Road - class 3 togher, Derryglogher, Co. Longford
Co. Longford |
Roads & Tracks
In the bogland of Derryglogher, County Longford, a road lies buried that was never built for wheels or horses.
It was laid down through wet ground using split and rounded timbers of birch and alder, pressed into the soft earth to create a surface just wide enough for a person, perhaps a loaded animal, to pick a careful path across terrain that would otherwise swallow them whole.

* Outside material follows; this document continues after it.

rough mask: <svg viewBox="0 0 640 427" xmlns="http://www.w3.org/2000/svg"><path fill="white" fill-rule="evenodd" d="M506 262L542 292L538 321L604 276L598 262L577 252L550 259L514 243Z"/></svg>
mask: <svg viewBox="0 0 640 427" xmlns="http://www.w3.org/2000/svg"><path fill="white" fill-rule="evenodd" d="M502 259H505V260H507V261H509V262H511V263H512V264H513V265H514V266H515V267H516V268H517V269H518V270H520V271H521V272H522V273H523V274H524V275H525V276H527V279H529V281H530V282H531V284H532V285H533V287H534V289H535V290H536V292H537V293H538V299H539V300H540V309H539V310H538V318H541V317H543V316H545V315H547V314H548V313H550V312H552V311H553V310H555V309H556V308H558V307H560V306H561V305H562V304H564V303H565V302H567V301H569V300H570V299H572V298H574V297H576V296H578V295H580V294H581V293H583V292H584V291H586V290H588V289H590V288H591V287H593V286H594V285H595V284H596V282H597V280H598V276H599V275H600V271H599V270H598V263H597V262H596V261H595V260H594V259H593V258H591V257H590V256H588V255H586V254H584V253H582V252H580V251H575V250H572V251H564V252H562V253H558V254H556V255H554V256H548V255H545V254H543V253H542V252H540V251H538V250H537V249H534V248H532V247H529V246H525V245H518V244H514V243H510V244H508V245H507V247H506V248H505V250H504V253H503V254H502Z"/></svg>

The structure is what archaeologists call a togher, an Irish word for a wooden trackway laid across boggy or waterlogged ground. This example runs on a north-north-east to south-south-west orientation, measures 2.7 metres in width, and survives to a depth of around 12 centimetres. It is classed as a class 3 togher, meaning it is constructed from longitudinal roundwood, that is, timbers laid lengthways along the direction of travel rather than set crosswise as corduroy-style tracks often are. The choice of birch and alder is no accident; both species tolerate wet conditions and were commonly available in the kinds of marginal landscape where toghers were needed most. The data was gathered by the Irish Archaeological Wetland Unit at University College Dublin, a research body that spent years systematically recording the extraordinary volume of wooden infrastructure preserved beneath Irish bogs.